Certe frasi scandite come aforismi, certi silenzi un po’ cupi, non erano pose, erano sottolineature di pensieri e di stati d’animo.

 

 

Ilide Carmignani tenta un’impresa più originale: intrecciare una biografia di Sepúlveda, raccontata da lui stesso, con una favola di cui sono protagonisti il gatto Diderot e lo scrittore. La biografia scorre veloce e precisa, per nulla didascalica; la scrittura è apparentemente semplice, in realtà è ricca di vocaboli e sentimenti, esperta e coinvolgente. Lo è talmente che, a metà libro, verrebbe quasi voglia di abbandonare la favola per seguire le vicende umane e letterarie di Sepúlveda. L’idea di mescolare due diverse narrazioni ‒ una realistica l’altra favolistica ‒ era interessante, ma forse l’amalgama non è riuscito del tutto. D’altronde, scrivere favole è difficilissimo, anche i grandi scrittori hanno fatto fatica: di Ernest Hemingway, per citare un autore caro a Sepúlveda, solo una è davvero memorabile, Il toro fedele, e lo stesso scrittore cileno non sempre è riuscito a ripetere la magia della Gabbianella.

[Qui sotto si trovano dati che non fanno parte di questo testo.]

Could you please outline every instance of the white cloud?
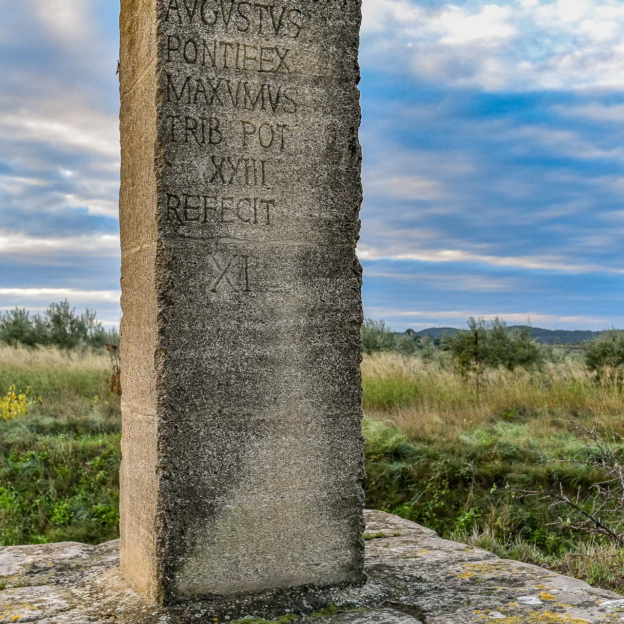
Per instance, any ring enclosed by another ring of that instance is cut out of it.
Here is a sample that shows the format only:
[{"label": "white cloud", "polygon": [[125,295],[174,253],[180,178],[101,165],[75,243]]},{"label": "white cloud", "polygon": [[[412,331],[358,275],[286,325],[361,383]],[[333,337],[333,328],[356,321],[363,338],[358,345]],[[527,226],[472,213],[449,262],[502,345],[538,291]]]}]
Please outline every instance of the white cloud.
[{"label": "white cloud", "polygon": [[114,257],[120,254],[119,236],[85,234],[64,238],[30,236],[0,230],[0,255],[41,256],[88,256]]},{"label": "white cloud", "polygon": [[[14,105],[11,109],[14,109]],[[40,110],[0,114],[0,132],[5,140],[49,143],[115,160],[119,158],[116,117],[60,100]]]},{"label": "white cloud", "polygon": [[365,64],[486,90],[624,86],[620,0],[416,5],[364,0]]},{"label": "white cloud", "polygon": [[0,296],[18,298],[20,300],[45,300],[58,301],[64,299],[77,303],[103,301],[117,303],[119,290],[79,290],[76,288],[0,288]]},{"label": "white cloud", "polygon": [[468,262],[505,266],[532,271],[557,271],[566,273],[607,273],[624,274],[624,268],[616,268],[590,263],[575,263],[560,256],[539,255],[499,256],[476,253],[461,249],[419,249],[399,251],[409,245],[397,245],[394,248],[380,250],[361,243],[358,255],[362,260],[412,260],[419,262]]},{"label": "white cloud", "polygon": [[92,33],[88,0],[34,0],[30,4],[49,34],[66,45],[85,41]]}]

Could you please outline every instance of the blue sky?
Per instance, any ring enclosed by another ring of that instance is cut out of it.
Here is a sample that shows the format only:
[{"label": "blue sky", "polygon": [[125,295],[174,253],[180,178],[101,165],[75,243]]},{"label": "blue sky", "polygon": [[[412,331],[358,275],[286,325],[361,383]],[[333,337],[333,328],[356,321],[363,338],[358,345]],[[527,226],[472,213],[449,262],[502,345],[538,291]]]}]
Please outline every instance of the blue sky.
[{"label": "blue sky", "polygon": [[[116,324],[117,4],[0,9],[0,308]],[[366,315],[624,327],[624,2],[363,13]]]}]

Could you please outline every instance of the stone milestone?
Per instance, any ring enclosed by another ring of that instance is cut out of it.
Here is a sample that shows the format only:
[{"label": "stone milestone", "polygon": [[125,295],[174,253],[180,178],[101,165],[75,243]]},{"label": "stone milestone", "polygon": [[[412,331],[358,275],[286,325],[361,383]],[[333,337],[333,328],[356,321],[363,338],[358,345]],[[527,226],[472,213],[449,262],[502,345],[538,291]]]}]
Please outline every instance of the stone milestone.
[{"label": "stone milestone", "polygon": [[614,624],[624,598],[586,583],[441,539],[369,511],[363,587],[301,592],[281,608],[236,597],[162,607],[129,588],[119,544],[12,546],[0,553],[0,624]]},{"label": "stone milestone", "polygon": [[359,0],[122,0],[122,569],[364,580]]}]

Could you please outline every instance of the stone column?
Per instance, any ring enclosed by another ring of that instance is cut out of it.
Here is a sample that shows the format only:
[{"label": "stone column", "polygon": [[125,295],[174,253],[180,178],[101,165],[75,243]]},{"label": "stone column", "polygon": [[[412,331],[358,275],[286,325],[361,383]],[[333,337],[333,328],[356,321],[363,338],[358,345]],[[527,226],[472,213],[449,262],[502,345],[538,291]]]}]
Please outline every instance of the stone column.
[{"label": "stone column", "polygon": [[122,0],[123,570],[363,579],[359,0]]}]

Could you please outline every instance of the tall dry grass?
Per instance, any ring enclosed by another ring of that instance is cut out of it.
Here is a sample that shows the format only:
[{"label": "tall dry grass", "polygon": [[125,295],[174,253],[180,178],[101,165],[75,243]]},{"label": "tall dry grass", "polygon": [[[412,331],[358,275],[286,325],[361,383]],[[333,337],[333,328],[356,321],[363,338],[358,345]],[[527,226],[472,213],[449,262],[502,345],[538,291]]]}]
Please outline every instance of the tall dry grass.
[{"label": "tall dry grass", "polygon": [[[390,419],[411,437],[493,421],[530,419],[550,427],[558,421],[593,417],[602,386],[580,357],[568,355],[540,369],[486,369],[477,385],[446,354],[428,361],[394,353],[364,356],[364,413]],[[618,426],[624,412],[621,382],[608,384],[602,407],[606,426]]]}]

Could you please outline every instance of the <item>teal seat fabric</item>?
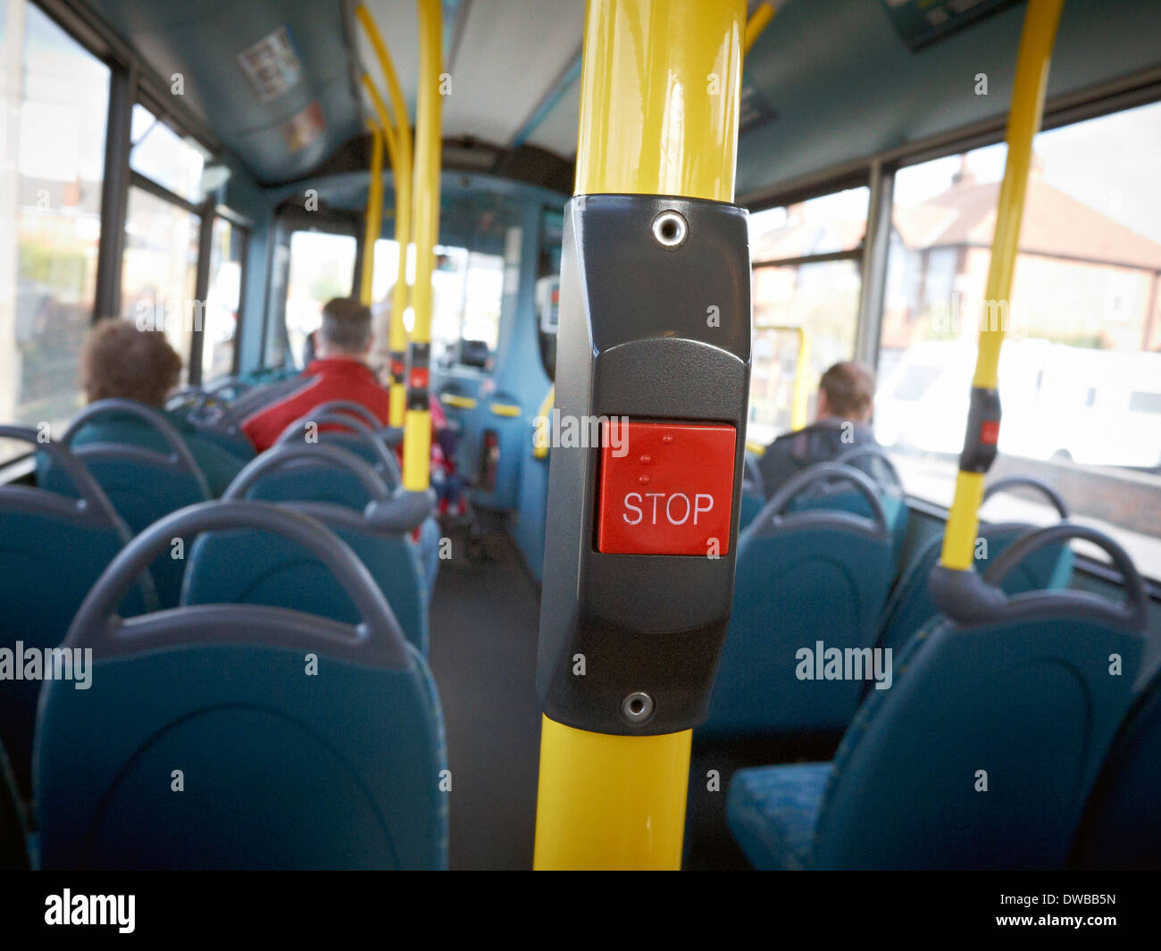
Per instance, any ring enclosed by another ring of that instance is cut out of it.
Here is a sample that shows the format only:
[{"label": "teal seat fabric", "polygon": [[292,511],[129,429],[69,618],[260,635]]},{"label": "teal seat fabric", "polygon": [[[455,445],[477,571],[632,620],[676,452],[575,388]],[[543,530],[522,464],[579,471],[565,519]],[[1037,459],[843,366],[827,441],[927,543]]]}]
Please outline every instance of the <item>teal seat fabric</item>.
[{"label": "teal seat fabric", "polygon": [[1161,869],[1161,672],[1122,725],[1089,799],[1072,864]]},{"label": "teal seat fabric", "polygon": [[[174,424],[185,439],[202,475],[205,476],[210,495],[214,498],[219,497],[246,462],[253,459],[253,449],[248,454],[240,448],[238,452],[231,452],[223,445],[218,445],[207,435],[199,433],[178,413],[166,413],[166,418]],[[70,442],[74,448],[94,444],[111,444],[137,446],[157,453],[167,452],[165,440],[136,419],[94,420],[84,426]]]},{"label": "teal seat fabric", "polygon": [[16,777],[0,743],[0,872],[23,871],[28,862],[28,823]]},{"label": "teal seat fabric", "polygon": [[[197,605],[125,621],[116,591],[174,534],[271,531],[309,548],[360,627]],[[426,663],[320,523],[209,503],[151,528],[99,582],[68,644],[93,685],[51,684],[37,722],[44,869],[442,869],[442,720]]]},{"label": "teal seat fabric", "polygon": [[[388,533],[366,521],[367,506],[391,498],[370,466],[331,444],[277,445],[252,462],[225,497],[277,502],[319,518],[359,555],[404,635],[426,655],[430,590],[420,548],[406,532]],[[205,534],[194,543],[182,603],[217,601],[266,604],[354,621],[349,598],[330,582],[318,560],[265,532]]]},{"label": "teal seat fabric", "polygon": [[738,770],[729,784],[730,830],[759,871],[809,866],[830,763]]},{"label": "teal seat fabric", "polygon": [[[787,489],[812,477],[807,470]],[[851,477],[874,492],[861,473]],[[870,658],[892,576],[889,532],[881,510],[875,521],[835,511],[778,516],[783,498],[738,540],[730,624],[701,735],[842,730],[858,706],[864,679],[815,678],[813,662],[810,678],[800,678],[800,651],[817,655],[821,643],[823,656],[837,648]]]},{"label": "teal seat fabric", "polygon": [[[168,438],[163,428],[168,431]],[[183,458],[175,454],[171,440],[179,444]],[[210,497],[193,451],[150,406],[114,399],[92,403],[74,419],[65,441],[135,535],[163,516]],[[67,478],[43,454],[37,460],[37,485],[71,491]],[[163,554],[150,568],[163,607],[178,603],[185,574],[185,560],[172,554]]]},{"label": "teal seat fabric", "polygon": [[[3,427],[56,460],[68,495],[23,485],[0,487],[0,648],[57,647],[89,588],[129,540],[129,531],[92,477],[59,444],[39,445],[35,430]],[[81,480],[81,484],[77,484]],[[79,496],[79,497],[78,497]],[[129,592],[122,613],[139,613],[140,591]],[[15,655],[14,655],[15,662]],[[0,678],[0,742],[17,784],[31,793],[33,729],[41,682]]]},{"label": "teal seat fabric", "polygon": [[1063,864],[1131,701],[1145,612],[1128,619],[1080,592],[1007,604],[1018,606],[1010,620],[937,620],[910,640],[890,690],[868,692],[824,788],[803,790],[793,766],[738,773],[727,819],[756,866]]},{"label": "teal seat fabric", "polygon": [[[288,503],[289,504],[289,503]],[[406,539],[377,534],[359,516],[310,514],[331,528],[366,565],[391,606],[404,636],[427,655],[427,598],[419,553]],[[199,538],[188,553],[181,603],[265,604],[355,624],[351,598],[309,552],[267,532],[214,532]]]},{"label": "teal seat fabric", "polygon": [[[882,488],[880,485],[879,503],[882,505],[884,514],[887,517],[887,525],[890,528],[890,559],[892,578],[899,565],[900,553],[903,550],[903,541],[907,538],[907,524],[910,510],[907,507],[907,499],[901,490]],[[794,499],[787,506],[788,512],[850,512],[863,518],[871,518],[872,511],[867,500],[859,492],[846,491],[845,489],[835,491],[820,491]]]},{"label": "teal seat fabric", "polygon": [[[976,570],[982,571],[1017,538],[1034,531],[1031,525],[985,525],[979,538],[987,542],[978,546],[981,555],[975,560]],[[943,535],[929,539],[899,578],[890,600],[884,610],[879,629],[880,647],[892,648],[896,655],[907,642],[939,612],[928,586],[928,576],[939,562]],[[1068,545],[1054,545],[1032,553],[1003,582],[1009,595],[1022,591],[1051,591],[1068,586],[1072,577],[1073,549]]]}]

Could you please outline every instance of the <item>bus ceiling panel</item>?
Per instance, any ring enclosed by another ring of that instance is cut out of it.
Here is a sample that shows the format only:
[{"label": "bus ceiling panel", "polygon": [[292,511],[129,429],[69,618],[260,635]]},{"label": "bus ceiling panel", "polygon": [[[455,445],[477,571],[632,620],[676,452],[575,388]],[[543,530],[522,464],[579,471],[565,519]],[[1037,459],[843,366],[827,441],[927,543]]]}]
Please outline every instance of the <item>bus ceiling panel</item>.
[{"label": "bus ceiling panel", "polygon": [[259,181],[300,176],[362,131],[340,2],[89,3]]},{"label": "bus ceiling panel", "polygon": [[[584,10],[584,0],[470,3],[452,77],[453,94],[444,103],[444,135],[510,144],[576,60]],[[576,100],[570,115],[564,135],[532,141],[557,154],[571,154]]]},{"label": "bus ceiling panel", "polygon": [[[788,0],[745,60],[737,193],[760,203],[787,186],[964,127],[1003,136],[1024,3],[913,52],[887,8]],[[1161,65],[1161,3],[1068,0],[1048,75],[1055,96]],[[986,91],[981,74],[987,77]],[[986,94],[985,94],[986,92]]]}]

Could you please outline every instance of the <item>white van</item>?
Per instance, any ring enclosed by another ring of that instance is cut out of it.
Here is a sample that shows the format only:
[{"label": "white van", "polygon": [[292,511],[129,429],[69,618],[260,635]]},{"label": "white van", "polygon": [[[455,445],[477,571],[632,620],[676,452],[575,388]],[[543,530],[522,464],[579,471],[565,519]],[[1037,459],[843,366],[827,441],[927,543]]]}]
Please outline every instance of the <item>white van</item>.
[{"label": "white van", "polygon": [[[907,351],[875,396],[884,446],[958,454],[974,346]],[[1161,468],[1161,353],[1116,353],[1012,340],[1000,360],[1000,451],[1086,466]]]}]

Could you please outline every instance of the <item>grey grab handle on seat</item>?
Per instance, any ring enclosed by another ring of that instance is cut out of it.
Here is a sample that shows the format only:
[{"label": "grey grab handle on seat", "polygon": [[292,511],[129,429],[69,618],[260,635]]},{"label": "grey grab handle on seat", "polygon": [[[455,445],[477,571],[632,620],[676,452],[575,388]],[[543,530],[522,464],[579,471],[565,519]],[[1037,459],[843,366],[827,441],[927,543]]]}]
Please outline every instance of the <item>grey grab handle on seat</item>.
[{"label": "grey grab handle on seat", "polygon": [[[247,463],[235,476],[222,499],[243,499],[267,473],[301,461],[329,463],[352,473],[370,496],[372,500],[363,509],[363,521],[376,532],[389,534],[410,532],[431,514],[435,505],[435,495],[431,489],[419,492],[404,489],[392,491],[360,456],[338,446],[325,446],[320,442],[287,442],[274,446]],[[309,504],[311,500],[301,499],[301,502]]]},{"label": "grey grab handle on seat", "polygon": [[382,428],[383,424],[380,418],[375,416],[367,406],[362,403],[355,403],[354,399],[331,399],[326,403],[319,403],[315,406],[311,412],[316,413],[331,413],[331,412],[345,412],[353,413],[358,416],[363,423],[366,423],[372,430]]},{"label": "grey grab handle on seat", "polygon": [[[780,518],[783,516],[783,510],[795,496],[798,496],[807,487],[825,478],[839,478],[844,482],[851,483],[856,490],[858,490],[858,492],[866,498],[867,504],[871,506],[872,521],[875,527],[881,531],[884,535],[888,538],[890,536],[890,526],[887,525],[887,513],[882,510],[882,502],[879,500],[879,492],[874,482],[871,481],[871,477],[867,476],[866,473],[852,469],[850,466],[839,464],[838,462],[820,462],[816,466],[810,466],[793,476],[785,485],[783,485],[781,489],[774,492],[770,502],[766,503],[765,507],[753,520],[752,527],[766,525],[772,523],[774,519]],[[858,518],[858,516],[851,517]]]},{"label": "grey grab handle on seat", "polygon": [[[142,423],[147,424],[154,432],[160,434],[160,437],[170,445],[173,451],[168,459],[171,462],[181,463],[181,467],[189,471],[197,483],[197,488],[202,491],[205,498],[211,497],[209,483],[205,482],[205,476],[197,464],[197,460],[194,459],[194,454],[189,451],[186,445],[186,440],[181,438],[181,433],[174,428],[174,425],[166,419],[160,412],[154,410],[152,406],[146,406],[144,403],[137,403],[134,399],[99,399],[95,403],[89,403],[84,410],[73,417],[72,423],[68,424],[68,428],[65,430],[64,437],[60,441],[66,446],[71,446],[73,438],[84,428],[85,424],[92,423],[102,416],[131,416]],[[95,444],[101,445],[101,444]],[[139,453],[135,455],[144,461],[145,456],[140,453],[150,453],[154,455],[149,449],[140,449]]]},{"label": "grey grab handle on seat", "polygon": [[882,446],[875,446],[867,444],[865,446],[854,446],[843,453],[838,459],[835,460],[839,466],[850,466],[852,459],[860,459],[861,456],[874,456],[884,466],[887,467],[887,471],[890,473],[890,477],[895,481],[895,484],[902,489],[903,480],[899,477],[899,469],[895,468],[895,463],[890,461],[890,456],[887,455],[887,451]]},{"label": "grey grab handle on seat", "polygon": [[1048,483],[1041,482],[1033,476],[1007,476],[993,482],[987,489],[983,490],[983,502],[987,502],[989,498],[998,495],[1000,492],[1008,491],[1009,489],[1018,489],[1021,487],[1036,489],[1052,503],[1053,507],[1062,519],[1068,518],[1068,506],[1065,504],[1063,498],[1060,497],[1060,493],[1048,485]]},{"label": "grey grab handle on seat", "polygon": [[346,426],[352,433],[362,439],[366,445],[372,447],[373,452],[378,458],[380,464],[376,467],[377,469],[390,475],[396,485],[403,482],[403,473],[399,470],[399,461],[395,458],[395,453],[387,447],[382,435],[361,419],[355,419],[349,413],[342,412],[341,410],[330,412],[315,411],[300,417],[282,431],[275,445],[281,446],[290,442],[307,425],[311,423],[318,426],[326,424]]},{"label": "grey grab handle on seat", "polygon": [[[1125,600],[1112,604],[1087,591],[1025,591],[1008,595],[1000,584],[1029,555],[1046,545],[1082,539],[1103,549],[1120,571]],[[1067,608],[1069,614],[1091,618],[1113,627],[1144,632],[1148,618],[1145,583],[1132,559],[1116,541],[1087,525],[1062,521],[1022,535],[993,561],[981,576],[936,564],[929,584],[942,613],[960,625],[1038,620]]]},{"label": "grey grab handle on seat", "polygon": [[[375,579],[355,554],[317,519],[301,512],[280,509],[272,503],[248,500],[200,502],[153,523],[113,560],[93,585],[73,619],[65,644],[96,648],[102,642],[115,640],[127,626],[140,626],[136,620],[127,622],[116,618],[114,611],[129,585],[153,559],[168,548],[172,539],[239,528],[269,532],[295,542],[313,555],[331,572],[359,612],[361,622],[358,628],[342,626],[356,634],[352,639],[352,647],[374,647],[381,649],[394,665],[408,664],[409,653],[398,621]],[[211,606],[199,605],[165,611],[153,618],[165,619],[166,615],[172,617],[182,611],[205,613],[203,607]],[[254,605],[231,605],[230,610],[239,614],[257,611],[266,614],[282,613],[287,618],[303,617],[303,612],[262,608]],[[140,619],[146,629],[150,627],[147,624],[150,620],[151,618]],[[334,627],[333,621],[325,624],[330,628]]]},{"label": "grey grab handle on seat", "polygon": [[[241,499],[254,487],[261,476],[280,469],[290,462],[326,462],[355,475],[362,483],[373,502],[385,502],[391,497],[391,490],[380,475],[362,459],[338,446],[325,446],[322,442],[280,442],[267,449],[260,456],[246,463],[222,493],[222,500]],[[302,499],[309,502],[310,499]]]},{"label": "grey grab handle on seat", "polygon": [[128,542],[132,538],[129,527],[121,516],[117,514],[117,510],[113,507],[109,497],[101,489],[100,484],[98,484],[96,480],[93,478],[88,469],[68,451],[67,446],[56,442],[52,439],[48,442],[41,442],[37,435],[37,431],[31,426],[0,426],[0,439],[13,439],[31,444],[36,447],[37,452],[44,453],[59,466],[65,475],[72,480],[73,488],[80,496],[80,500],[95,514],[108,521],[117,531],[117,534],[121,535],[123,542]]},{"label": "grey grab handle on seat", "polygon": [[[86,510],[92,511],[96,518],[108,523],[109,526],[117,533],[122,545],[128,545],[130,542],[134,535],[132,532],[129,531],[129,526],[125,525],[124,519],[117,514],[117,510],[113,507],[113,503],[109,502],[109,497],[104,493],[104,490],[100,487],[98,481],[93,478],[93,475],[85,468],[84,463],[81,463],[81,461],[72,454],[67,446],[51,439],[48,442],[41,442],[37,439],[37,431],[30,426],[0,426],[0,439],[16,439],[36,446],[38,452],[43,452],[48,455],[57,466],[60,467],[62,471],[64,471],[64,474],[72,480],[73,488],[80,496],[78,503],[85,506]],[[19,487],[10,488],[15,489]],[[29,491],[35,492],[37,490],[31,489]],[[145,601],[145,610],[156,611],[159,604],[157,588],[153,584],[153,576],[150,575],[149,571],[145,571],[142,575],[140,590],[142,598]]]}]

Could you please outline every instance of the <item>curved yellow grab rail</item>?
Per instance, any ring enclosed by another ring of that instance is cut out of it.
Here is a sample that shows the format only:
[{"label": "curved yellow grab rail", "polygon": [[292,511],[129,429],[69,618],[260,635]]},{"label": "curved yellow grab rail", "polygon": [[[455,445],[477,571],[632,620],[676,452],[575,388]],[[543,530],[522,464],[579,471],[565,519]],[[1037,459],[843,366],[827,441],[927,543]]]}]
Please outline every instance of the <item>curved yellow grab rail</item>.
[{"label": "curved yellow grab rail", "polygon": [[[404,409],[406,406],[406,383],[404,369],[406,365],[408,330],[403,322],[403,315],[408,309],[408,247],[411,244],[411,186],[412,186],[412,145],[411,145],[411,120],[408,116],[408,103],[403,98],[403,89],[399,86],[399,77],[395,71],[395,63],[388,52],[383,36],[375,24],[367,7],[360,3],[355,7],[355,16],[363,28],[367,41],[375,50],[380,70],[387,82],[387,94],[391,100],[391,113],[394,113],[395,130],[395,157],[391,167],[395,170],[395,240],[399,245],[399,264],[395,274],[395,288],[391,291],[391,323],[388,333],[388,348],[390,350],[391,366],[391,404],[390,424],[392,426],[403,425]],[[388,110],[383,105],[382,96],[375,89],[368,77],[363,77],[365,85],[372,94],[375,111],[380,116],[380,122],[385,120]]]},{"label": "curved yellow grab rail", "polygon": [[[1048,81],[1052,48],[1060,23],[1063,0],[1029,0],[1016,57],[1016,82],[1012,106],[1008,116],[1008,159],[1004,180],[1000,187],[996,209],[996,231],[991,240],[991,261],[988,266],[986,300],[1010,304],[1016,253],[1019,250],[1021,222],[1024,217],[1024,195],[1027,173],[1032,164],[1032,139],[1040,128],[1044,114],[1044,91]],[[1011,312],[1011,308],[1004,308]],[[991,327],[981,320],[980,350],[972,380],[973,398],[998,387],[1000,348],[1004,341],[1003,323]],[[978,431],[973,432],[973,428]],[[981,445],[994,447],[1000,438],[998,419],[988,420],[987,428],[980,420],[968,418],[968,432],[956,476],[956,496],[947,514],[943,552],[939,563],[944,568],[967,571],[972,568],[975,534],[980,527],[980,504],[983,500],[983,478],[990,460],[965,469],[965,458]]]}]

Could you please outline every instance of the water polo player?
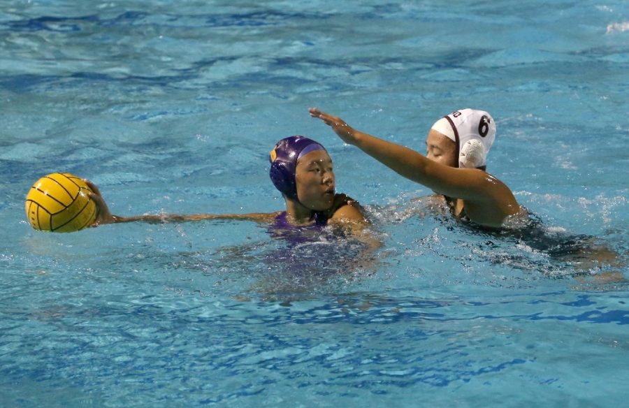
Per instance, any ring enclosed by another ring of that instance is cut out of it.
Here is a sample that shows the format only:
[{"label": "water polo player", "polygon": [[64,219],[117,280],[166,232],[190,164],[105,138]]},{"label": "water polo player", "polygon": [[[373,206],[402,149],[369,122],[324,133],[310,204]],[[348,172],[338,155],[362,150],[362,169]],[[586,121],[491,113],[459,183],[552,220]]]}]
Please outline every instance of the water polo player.
[{"label": "water polo player", "polygon": [[202,219],[242,219],[268,223],[271,227],[320,227],[330,223],[362,224],[365,216],[358,202],[345,194],[336,194],[332,159],[325,148],[303,136],[282,139],[270,154],[269,175],[282,192],[286,211],[250,214],[196,214],[179,215],[138,215],[121,217],[110,211],[98,188],[87,182],[99,216],[94,226],[117,222],[167,222]]},{"label": "water polo player", "polygon": [[346,143],[354,145],[400,175],[442,194],[457,217],[500,227],[521,209],[504,183],[485,172],[496,124],[483,110],[462,109],[435,123],[426,138],[426,156],[359,131],[340,117],[310,108]]}]

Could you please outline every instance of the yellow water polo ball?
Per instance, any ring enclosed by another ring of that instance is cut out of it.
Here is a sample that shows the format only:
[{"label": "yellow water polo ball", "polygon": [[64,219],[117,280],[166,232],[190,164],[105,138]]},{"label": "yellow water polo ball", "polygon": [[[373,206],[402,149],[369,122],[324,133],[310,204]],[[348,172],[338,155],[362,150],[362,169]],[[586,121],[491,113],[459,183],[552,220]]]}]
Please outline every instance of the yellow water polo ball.
[{"label": "yellow water polo ball", "polygon": [[80,177],[55,173],[35,182],[27,195],[27,218],[41,231],[71,233],[94,224],[98,213],[92,190]]}]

I due libri, scritti da grandi professionisti del nostro mondo letterario, sono pegni di amicizia verso Lucho Sepúlveda; in entrambi si avverte una sincera partecipazione emotiva, il desiderio di ridar vita nelle pagine all’amico, rivestendone l’ombra di ricordi e di parole.

«È un’impresa senza speranza rivestire un uomo di parole, farlo rivivere in una pagina scritta», diceva Primo Levi. Bruno Arpaia e Ilide Carmignani ne hanno comunque rinnovato il ricordo, con affetto e abilità di scrittura. Non è poco.